As the cost of publicity and promotion has become ever more expensive, big studios and indies know that the hoopla that surrounds major events such as the Toronto International Film Festival can have a huge payoff. 

The Toronto International Film Festival (TIFF) has become the biggest movie carnival in the world with a direct and major impact on the movies released in theatres and home entertainment.

It’s a showcase for Hollywood blockbusters, independent sleepers and art-house gems alike. Each September, it kicks off the autumn release schedule not only in North America but also around the world, and it heralds the start of the all-important awards season.

TIFF Co-director Cameron Bailey

TIFF, which began in 1976 as a “festival of festivals”, treasures its role as simply a place where people can go to the movies. Co-director Cameron Bailey says: “We strive to be the leading public film festival in the world. I think that’s what makes us unique. We’re not a film festival primarily for the film industry or for the film media, although there are thousands of them here every year, but we really are a festival for an audience.”

Toronto’s moviegoing public rivals that of New York and Los Angeles in North America in attendance, sophistication and passion. The Canadian city has the best claim to be the No. 1 influence on what audiences everywhere will see in cinemas and in home entertainment over the coming months.

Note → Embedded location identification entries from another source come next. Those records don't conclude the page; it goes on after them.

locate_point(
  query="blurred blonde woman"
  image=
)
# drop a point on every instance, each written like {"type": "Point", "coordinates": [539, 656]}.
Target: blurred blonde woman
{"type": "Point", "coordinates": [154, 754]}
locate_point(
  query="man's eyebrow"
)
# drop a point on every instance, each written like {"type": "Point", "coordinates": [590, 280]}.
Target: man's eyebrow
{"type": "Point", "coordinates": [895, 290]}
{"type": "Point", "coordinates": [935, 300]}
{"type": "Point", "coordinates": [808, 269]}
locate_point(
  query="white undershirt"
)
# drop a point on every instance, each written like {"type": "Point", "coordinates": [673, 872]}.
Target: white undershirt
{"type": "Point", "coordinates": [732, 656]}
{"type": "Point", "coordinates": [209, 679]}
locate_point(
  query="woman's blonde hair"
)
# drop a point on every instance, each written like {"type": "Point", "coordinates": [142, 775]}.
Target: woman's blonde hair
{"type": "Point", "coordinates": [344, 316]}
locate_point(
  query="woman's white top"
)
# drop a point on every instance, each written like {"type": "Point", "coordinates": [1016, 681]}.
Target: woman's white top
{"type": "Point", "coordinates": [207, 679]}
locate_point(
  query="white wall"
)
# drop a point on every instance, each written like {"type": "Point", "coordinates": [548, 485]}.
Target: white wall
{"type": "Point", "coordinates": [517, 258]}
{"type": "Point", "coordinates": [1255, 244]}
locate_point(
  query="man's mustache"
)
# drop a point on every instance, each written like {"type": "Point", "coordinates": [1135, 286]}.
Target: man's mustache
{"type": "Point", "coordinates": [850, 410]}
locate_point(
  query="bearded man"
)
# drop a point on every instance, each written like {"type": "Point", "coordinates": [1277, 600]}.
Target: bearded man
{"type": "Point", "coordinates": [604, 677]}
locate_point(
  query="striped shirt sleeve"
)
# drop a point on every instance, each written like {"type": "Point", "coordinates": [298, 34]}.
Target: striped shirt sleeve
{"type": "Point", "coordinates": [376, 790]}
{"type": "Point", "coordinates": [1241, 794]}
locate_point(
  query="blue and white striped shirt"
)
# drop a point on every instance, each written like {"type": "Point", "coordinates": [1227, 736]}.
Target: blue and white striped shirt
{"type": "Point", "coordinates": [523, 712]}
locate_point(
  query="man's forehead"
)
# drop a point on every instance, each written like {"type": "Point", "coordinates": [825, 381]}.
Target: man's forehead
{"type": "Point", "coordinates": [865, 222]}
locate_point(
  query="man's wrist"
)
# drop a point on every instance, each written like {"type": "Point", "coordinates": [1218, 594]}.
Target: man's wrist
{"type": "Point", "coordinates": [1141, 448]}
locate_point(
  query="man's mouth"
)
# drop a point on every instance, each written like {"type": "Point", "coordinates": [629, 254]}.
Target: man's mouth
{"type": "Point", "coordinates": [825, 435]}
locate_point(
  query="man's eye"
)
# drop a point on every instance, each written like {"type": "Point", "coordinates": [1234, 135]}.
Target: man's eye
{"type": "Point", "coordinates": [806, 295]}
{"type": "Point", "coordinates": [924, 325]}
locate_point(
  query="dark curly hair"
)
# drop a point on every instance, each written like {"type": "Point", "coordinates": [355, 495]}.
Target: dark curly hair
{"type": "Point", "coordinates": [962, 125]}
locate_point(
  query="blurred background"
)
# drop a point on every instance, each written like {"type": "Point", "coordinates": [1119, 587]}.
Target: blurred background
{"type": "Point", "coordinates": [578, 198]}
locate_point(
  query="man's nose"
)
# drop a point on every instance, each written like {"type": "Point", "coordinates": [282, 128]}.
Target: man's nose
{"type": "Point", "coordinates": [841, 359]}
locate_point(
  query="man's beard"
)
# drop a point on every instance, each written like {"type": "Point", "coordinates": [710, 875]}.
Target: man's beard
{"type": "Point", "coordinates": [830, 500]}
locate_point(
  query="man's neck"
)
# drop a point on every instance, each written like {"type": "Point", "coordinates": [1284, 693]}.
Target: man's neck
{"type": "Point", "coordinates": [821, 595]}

“The buyers who come to buy films here come because they want to see how they play in front of the Toronto audience. Journalists want to see how films perform in front of the Toronto audience and that often drives their coverage. Our most important prize is the Cadillac People’s Choice Award so it really is for film fans, for filmgoers,” Bailey says.

As a result, producers and distributors of all shapes and sizes flock to TIFF and the event’s 10 days are chock-a-block with big-name filmmakers and movie stars. This year’s headliners included George Clooney, Ryan Gosling, Brad Pitt, Madonna, Robert DeNiro, Clive Owen, Seth Rogan and, Fernando Meirelles, Francis Ford Coppola.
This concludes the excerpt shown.